The earliest known information on the Kamianyi Brid Jewish community dates from the 1850s. The Zusmans' faience factory operated here since 1862. Three synagogues operated here for decades (including one, at the factory's territory, which was closed, to be transferred to the local club, in 1928). Local Jews were adherents of the Chernobyl chassidism. Their last Rebbe (Tsadick, or leader) was Gersh-Leib (Zvi-Arie) Tverskiy Z”L, of Berdichev / Makarov (Chernobyl (Hasidic dynasty)). A.-F. Zusman, the owner of the Kamianyi Brid faience factory, also lived in Berdichev, not far from the Tsadik's residence. In 1919, there was a pogrom in Kamianyi Brid, which took lives of more than 200 Jewish men, including the local rabbi Shmuel Shvartzstein. The Jewish cemetery was founded here after pogrom as the burial place for its victims. Later this cemetery was used as the burial place for the Jews from the neighboring village of Dovbysch. The cemetery survived, however, the majority of gravestones have been destroyed, and inscriptions have become unreadable. The cemetery was divided into two parts: for males and for females.

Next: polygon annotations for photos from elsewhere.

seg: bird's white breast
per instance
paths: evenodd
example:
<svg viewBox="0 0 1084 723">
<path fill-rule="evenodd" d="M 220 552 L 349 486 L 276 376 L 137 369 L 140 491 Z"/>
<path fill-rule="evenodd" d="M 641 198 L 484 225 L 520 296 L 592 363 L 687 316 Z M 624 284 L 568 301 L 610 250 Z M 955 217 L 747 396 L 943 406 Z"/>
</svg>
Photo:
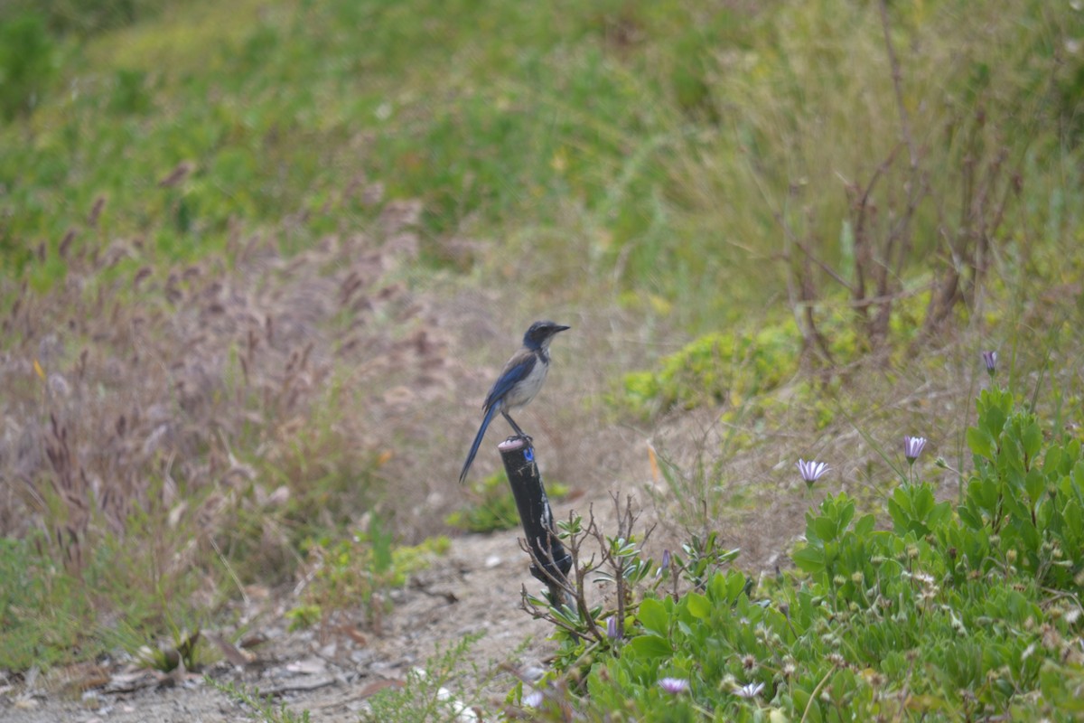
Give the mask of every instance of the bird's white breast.
<svg viewBox="0 0 1084 723">
<path fill-rule="evenodd" d="M 542 383 L 545 382 L 545 375 L 549 371 L 550 365 L 540 359 L 534 364 L 531 373 L 508 391 L 508 396 L 504 398 L 504 408 L 507 410 L 515 406 L 522 406 L 534 399 L 534 395 L 542 388 Z"/>
</svg>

Until 1917, the local Bund's branch operated here. Nehemia Kiselgof, the head of a small local hospital, was one of outstanding personalities of this shtetl. He was the main organizer of working-class movement in the Kamianyi Brid. He was known in the workers' circle under a pseudonym “Naumov”. Also Haim-Lejzer Perelmuter son of Moishe-Bir Perelmiter, born in Baranivka, became a member of the Bund party and an active revolutionary (finally he became the chief of the first post-office of Kamianyi Brid). Presently, no Jews live in Kamianyi Brid, and the faience factory is not in operation. At the factory, the museum of Kamianyi Brid has been founded.

==Economy==
A porcelain factory was active in the settlement.